After posting “Bubbles Greenspan” I started thinking about the larger impact that Alan Greenspan’s monetary policies will have on our nation. This is what I’ve come up with so far.
MR. HYDE … In my post I suggested that Greenspan’s policies largely went by the book and complimented deregulation by making money readily available in measured amounts. This helped satisfy America’s financial needs during the Reagan-Bush I years. With the arrival of Bill Clinton and his deficit reduction policies (i.e. tax hikes and budget cuts) Greenspan promised and delivered Fed policies that helped produce economic growth and healthy surpluses. In the process he helped show that the Fed is not so apolitical, and that entrepreneurs don’t wait around for the marginal tax rate to fall in order to work hard and/or have a good idea. So far so good.
DR. JEKYLL … But then George Bush entered the White House in 2001. Greenspan proceeded to undermine what good his policies may have done by foolishly supporting a massive transfer of wealth (budget surpluses) to America’s financial elites through Bush’s ill-targeted tax cuts. What good had been produced by careful economic policies and monetary prudence was wiped out by Greenspan’s imprudent trust in the reckless policies of Born Again supply-side economics. In the process, he helped insure that the national debt would not be paid down, nor would investments in infrastructures be made (Louisiana and Minnesota show what happens when infrastructures are ignored). In the process Greenspan showed himself to be a political hack of the first order.
DR. JEKYLL ON STEROIDS … It seems to me, the real threat lies in what lurks around the corner. After taking a look at economist J. Bradford De Long’s article on America’s inflationary 1970s something else became clear about Greenspan's tenure. De Long argues convincingly that while OPEC's oil price hikes in the 1970s may have energized inflationary pressures, they only exacerbated what was already a bad situation. Simply put dollar policies and U.S. spending from the 1950s and 1960s had already planted the seeds of inflation. Inflation was going to happen one way or the other in the U.S. after the 1960s. This is what makes the past 28 years so important, and Greenspan’s political hackery so much worse than one might think.

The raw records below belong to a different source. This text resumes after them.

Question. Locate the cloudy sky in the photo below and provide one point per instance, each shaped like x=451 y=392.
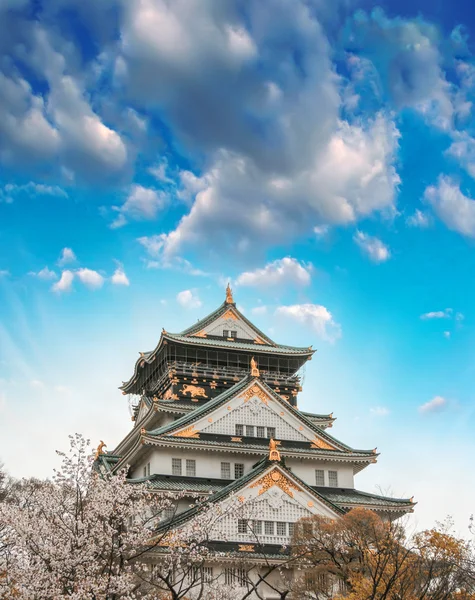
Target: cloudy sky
x=320 y=156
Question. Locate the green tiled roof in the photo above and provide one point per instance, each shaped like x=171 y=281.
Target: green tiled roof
x=238 y=484
x=348 y=496
x=200 y=485
x=202 y=323
x=238 y=345
x=245 y=446
x=205 y=409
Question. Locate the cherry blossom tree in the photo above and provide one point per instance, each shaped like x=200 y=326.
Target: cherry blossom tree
x=82 y=535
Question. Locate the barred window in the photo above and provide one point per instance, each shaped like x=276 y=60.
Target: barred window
x=269 y=527
x=242 y=525
x=190 y=467
x=319 y=477
x=169 y=513
x=257 y=527
x=333 y=478
x=281 y=528
x=176 y=466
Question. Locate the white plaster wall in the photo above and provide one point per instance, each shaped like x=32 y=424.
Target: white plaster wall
x=208 y=464
x=305 y=469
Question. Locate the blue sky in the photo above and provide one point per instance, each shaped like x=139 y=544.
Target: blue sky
x=321 y=159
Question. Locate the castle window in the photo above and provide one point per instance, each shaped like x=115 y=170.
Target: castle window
x=169 y=513
x=190 y=468
x=333 y=478
x=269 y=527
x=257 y=527
x=281 y=528
x=242 y=525
x=319 y=477
x=176 y=466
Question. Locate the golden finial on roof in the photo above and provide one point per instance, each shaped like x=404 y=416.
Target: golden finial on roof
x=274 y=454
x=100 y=450
x=229 y=295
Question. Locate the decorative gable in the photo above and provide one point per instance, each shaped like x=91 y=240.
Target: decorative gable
x=273 y=497
x=143 y=410
x=229 y=321
x=257 y=407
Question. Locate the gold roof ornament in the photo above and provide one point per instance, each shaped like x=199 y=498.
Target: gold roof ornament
x=229 y=295
x=274 y=454
x=100 y=450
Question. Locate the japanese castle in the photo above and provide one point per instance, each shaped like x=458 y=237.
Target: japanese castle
x=216 y=414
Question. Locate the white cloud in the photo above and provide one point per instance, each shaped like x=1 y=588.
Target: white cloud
x=119 y=277
x=321 y=231
x=141 y=204
x=438 y=314
x=372 y=246
x=45 y=274
x=67 y=256
x=316 y=317
x=36 y=383
x=64 y=283
x=455 y=209
x=91 y=279
x=379 y=411
x=437 y=404
x=284 y=271
x=188 y=299
x=418 y=219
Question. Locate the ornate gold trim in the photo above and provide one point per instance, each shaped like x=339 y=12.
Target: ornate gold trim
x=275 y=477
x=274 y=454
x=188 y=432
x=255 y=390
x=229 y=295
x=320 y=444
x=201 y=333
x=229 y=314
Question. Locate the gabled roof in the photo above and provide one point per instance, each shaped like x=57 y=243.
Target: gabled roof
x=238 y=484
x=220 y=312
x=211 y=405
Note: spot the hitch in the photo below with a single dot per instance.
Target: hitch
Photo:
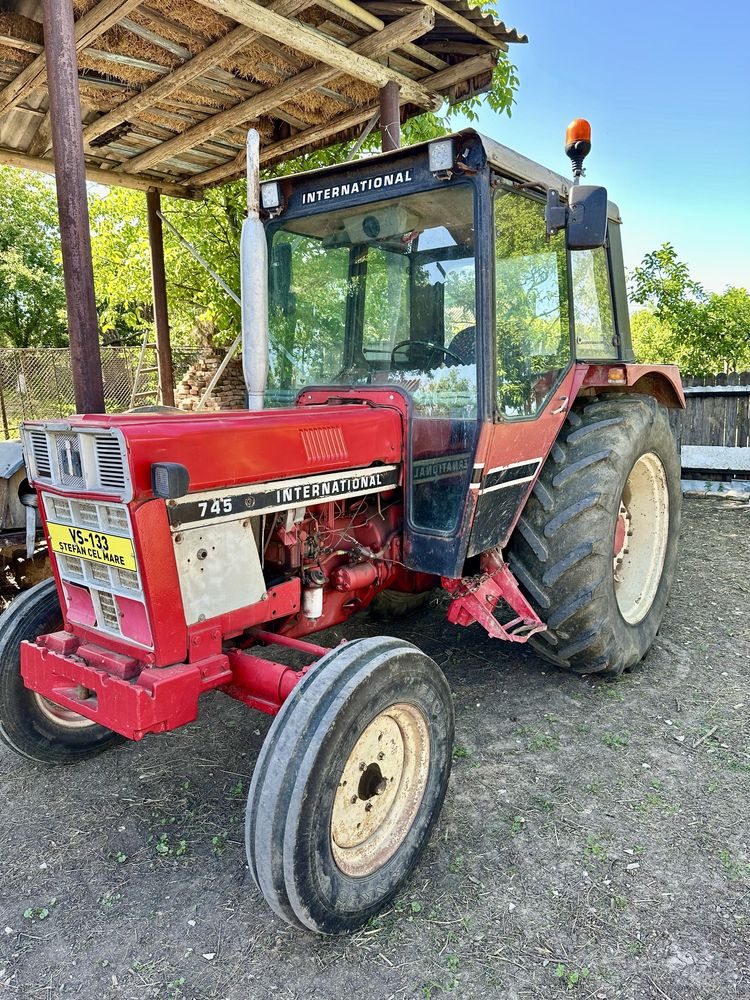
(476, 597)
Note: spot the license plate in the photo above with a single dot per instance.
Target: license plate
(97, 546)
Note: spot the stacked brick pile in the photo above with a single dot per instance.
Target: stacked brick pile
(229, 394)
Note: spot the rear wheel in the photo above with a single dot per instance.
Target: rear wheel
(349, 784)
(596, 546)
(30, 724)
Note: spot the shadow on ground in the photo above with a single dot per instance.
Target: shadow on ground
(594, 841)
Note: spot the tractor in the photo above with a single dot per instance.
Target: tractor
(441, 394)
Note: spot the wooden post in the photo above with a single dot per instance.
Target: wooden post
(72, 204)
(390, 117)
(159, 286)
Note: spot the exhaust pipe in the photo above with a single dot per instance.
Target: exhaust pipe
(254, 284)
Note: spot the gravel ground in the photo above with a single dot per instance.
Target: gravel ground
(594, 842)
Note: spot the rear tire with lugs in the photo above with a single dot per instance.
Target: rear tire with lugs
(349, 784)
(596, 546)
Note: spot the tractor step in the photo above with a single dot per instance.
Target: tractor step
(476, 598)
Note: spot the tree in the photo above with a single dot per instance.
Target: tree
(682, 324)
(32, 294)
(196, 302)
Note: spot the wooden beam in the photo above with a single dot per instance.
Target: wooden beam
(364, 17)
(467, 25)
(72, 206)
(318, 46)
(88, 27)
(326, 130)
(390, 117)
(206, 60)
(413, 25)
(97, 176)
(159, 288)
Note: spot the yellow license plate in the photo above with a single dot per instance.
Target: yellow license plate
(98, 546)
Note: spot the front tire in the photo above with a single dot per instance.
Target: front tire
(349, 784)
(596, 546)
(31, 725)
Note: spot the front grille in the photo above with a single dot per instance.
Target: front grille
(91, 461)
(110, 618)
(88, 513)
(114, 591)
(115, 519)
(100, 574)
(128, 580)
(109, 463)
(40, 454)
(59, 509)
(70, 566)
(69, 461)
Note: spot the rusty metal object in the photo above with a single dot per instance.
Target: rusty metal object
(72, 205)
(159, 289)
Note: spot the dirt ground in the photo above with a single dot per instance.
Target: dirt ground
(595, 841)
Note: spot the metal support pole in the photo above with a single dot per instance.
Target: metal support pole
(159, 287)
(390, 117)
(72, 204)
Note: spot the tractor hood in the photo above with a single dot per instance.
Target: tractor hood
(217, 449)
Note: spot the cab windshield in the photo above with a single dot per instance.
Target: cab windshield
(381, 293)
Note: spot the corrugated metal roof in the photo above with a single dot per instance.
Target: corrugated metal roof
(131, 109)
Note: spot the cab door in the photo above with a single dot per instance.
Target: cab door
(534, 372)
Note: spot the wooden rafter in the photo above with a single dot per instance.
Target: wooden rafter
(353, 11)
(88, 27)
(321, 47)
(179, 78)
(411, 26)
(464, 23)
(318, 133)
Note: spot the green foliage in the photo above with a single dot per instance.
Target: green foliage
(705, 334)
(198, 307)
(31, 286)
(32, 295)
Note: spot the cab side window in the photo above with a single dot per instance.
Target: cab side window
(592, 306)
(531, 306)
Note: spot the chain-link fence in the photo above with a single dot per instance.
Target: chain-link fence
(37, 383)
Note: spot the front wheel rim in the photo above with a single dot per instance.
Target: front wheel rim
(60, 716)
(641, 536)
(380, 790)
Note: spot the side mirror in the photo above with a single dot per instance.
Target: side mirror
(586, 227)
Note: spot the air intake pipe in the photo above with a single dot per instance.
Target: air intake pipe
(254, 284)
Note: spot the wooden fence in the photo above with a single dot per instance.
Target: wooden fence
(717, 411)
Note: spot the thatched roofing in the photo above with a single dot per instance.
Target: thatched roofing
(169, 87)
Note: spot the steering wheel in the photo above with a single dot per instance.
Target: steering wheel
(431, 348)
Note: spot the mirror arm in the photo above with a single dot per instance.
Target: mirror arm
(555, 214)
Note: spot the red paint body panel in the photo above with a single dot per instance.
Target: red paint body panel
(156, 701)
(226, 449)
(661, 381)
(359, 547)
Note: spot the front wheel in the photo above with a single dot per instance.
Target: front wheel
(349, 783)
(31, 725)
(596, 546)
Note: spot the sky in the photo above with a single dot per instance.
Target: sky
(666, 87)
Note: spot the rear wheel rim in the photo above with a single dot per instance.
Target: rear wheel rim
(641, 535)
(60, 716)
(380, 790)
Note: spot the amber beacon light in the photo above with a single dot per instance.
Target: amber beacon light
(578, 144)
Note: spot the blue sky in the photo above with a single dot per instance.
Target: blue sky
(666, 87)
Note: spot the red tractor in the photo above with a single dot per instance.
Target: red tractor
(441, 394)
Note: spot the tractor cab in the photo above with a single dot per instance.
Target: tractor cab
(437, 273)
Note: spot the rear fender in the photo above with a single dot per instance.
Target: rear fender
(660, 381)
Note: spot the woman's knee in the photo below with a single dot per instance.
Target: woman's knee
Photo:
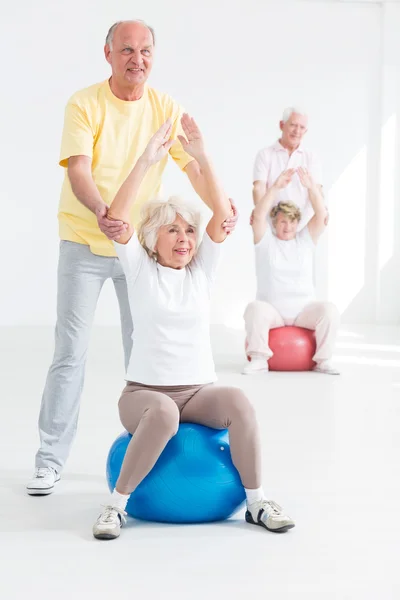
(258, 308)
(330, 311)
(163, 416)
(152, 409)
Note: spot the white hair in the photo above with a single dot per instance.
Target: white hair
(111, 31)
(157, 214)
(288, 112)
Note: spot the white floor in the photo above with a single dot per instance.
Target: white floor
(331, 457)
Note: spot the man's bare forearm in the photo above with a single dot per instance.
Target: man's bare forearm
(85, 189)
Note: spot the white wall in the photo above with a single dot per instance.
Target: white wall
(234, 65)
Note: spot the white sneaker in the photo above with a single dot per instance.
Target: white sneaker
(43, 481)
(326, 367)
(256, 365)
(268, 514)
(109, 523)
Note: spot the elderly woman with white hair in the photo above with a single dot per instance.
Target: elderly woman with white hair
(284, 271)
(170, 378)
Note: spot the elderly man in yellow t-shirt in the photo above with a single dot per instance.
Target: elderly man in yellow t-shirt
(106, 129)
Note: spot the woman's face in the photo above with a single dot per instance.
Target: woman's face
(285, 228)
(176, 244)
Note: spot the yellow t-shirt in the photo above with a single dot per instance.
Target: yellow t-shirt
(113, 133)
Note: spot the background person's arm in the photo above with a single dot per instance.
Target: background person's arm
(316, 225)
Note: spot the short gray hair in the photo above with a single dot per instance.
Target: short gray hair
(111, 31)
(287, 113)
(289, 209)
(157, 214)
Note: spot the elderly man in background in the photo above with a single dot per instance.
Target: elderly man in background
(288, 153)
(107, 127)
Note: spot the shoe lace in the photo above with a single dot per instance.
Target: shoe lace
(42, 472)
(108, 514)
(271, 508)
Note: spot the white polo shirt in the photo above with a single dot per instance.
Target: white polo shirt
(272, 161)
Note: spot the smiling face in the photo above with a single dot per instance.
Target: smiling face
(285, 227)
(293, 130)
(176, 244)
(130, 55)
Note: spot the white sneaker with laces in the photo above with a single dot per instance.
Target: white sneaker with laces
(268, 514)
(43, 481)
(108, 525)
(326, 367)
(257, 365)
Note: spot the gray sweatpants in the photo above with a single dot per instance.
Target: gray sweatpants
(81, 275)
(153, 415)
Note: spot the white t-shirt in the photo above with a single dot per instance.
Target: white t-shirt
(272, 161)
(284, 270)
(170, 312)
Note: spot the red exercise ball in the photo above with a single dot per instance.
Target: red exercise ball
(293, 349)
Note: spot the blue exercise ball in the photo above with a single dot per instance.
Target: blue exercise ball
(193, 481)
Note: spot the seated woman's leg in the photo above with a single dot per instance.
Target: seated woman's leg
(259, 318)
(229, 408)
(153, 418)
(324, 318)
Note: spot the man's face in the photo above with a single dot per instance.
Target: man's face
(131, 56)
(293, 130)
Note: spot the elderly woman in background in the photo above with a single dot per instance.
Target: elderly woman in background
(171, 373)
(284, 270)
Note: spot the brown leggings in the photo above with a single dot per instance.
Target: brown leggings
(153, 415)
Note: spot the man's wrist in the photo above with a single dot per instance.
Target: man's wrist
(143, 163)
(99, 209)
(203, 160)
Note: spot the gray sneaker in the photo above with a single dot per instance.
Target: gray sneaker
(268, 514)
(109, 523)
(43, 481)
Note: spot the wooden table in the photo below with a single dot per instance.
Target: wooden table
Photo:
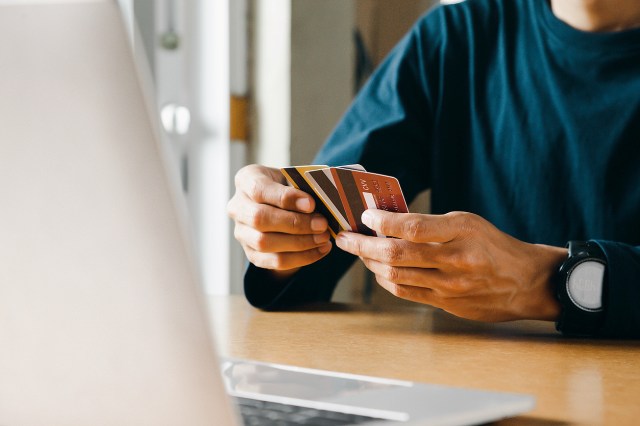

Since 1981 we have added $8.1 trillion to our national debt. We borrow recklessly and run record budget deficits year after year, as if tomorrow will never come. Still, the only time Greenspan saw fit to do his job and guard the integrity of the dollar – which is the only real goal of any central banker – was when Bill Clinton came to office. It was then that he made deficits his primary concern. And if Greenspan’s own account of events are true, he not only got religion suddenly, but he played a pretty good game of political extortion with Bill Clinton.
So why the change of heart when President Bush came to office? While we can debate the answer to this question, there's little doubt that Greenspan’s tenure will be marred by the fact that he allowed one Republican administration after another to wander aimlessly in his monetary forest. Today, as was the case in the early 1970s, the American economy has become primed for inflation.
With the jobs protecting "Shadow of the Depression" gone (which Brad De Long explains), and with deregulated Globalization on the march, there is little to inhibit policymakers from going after workers and wages when the scourge of inflation rears its ugly head. Nice.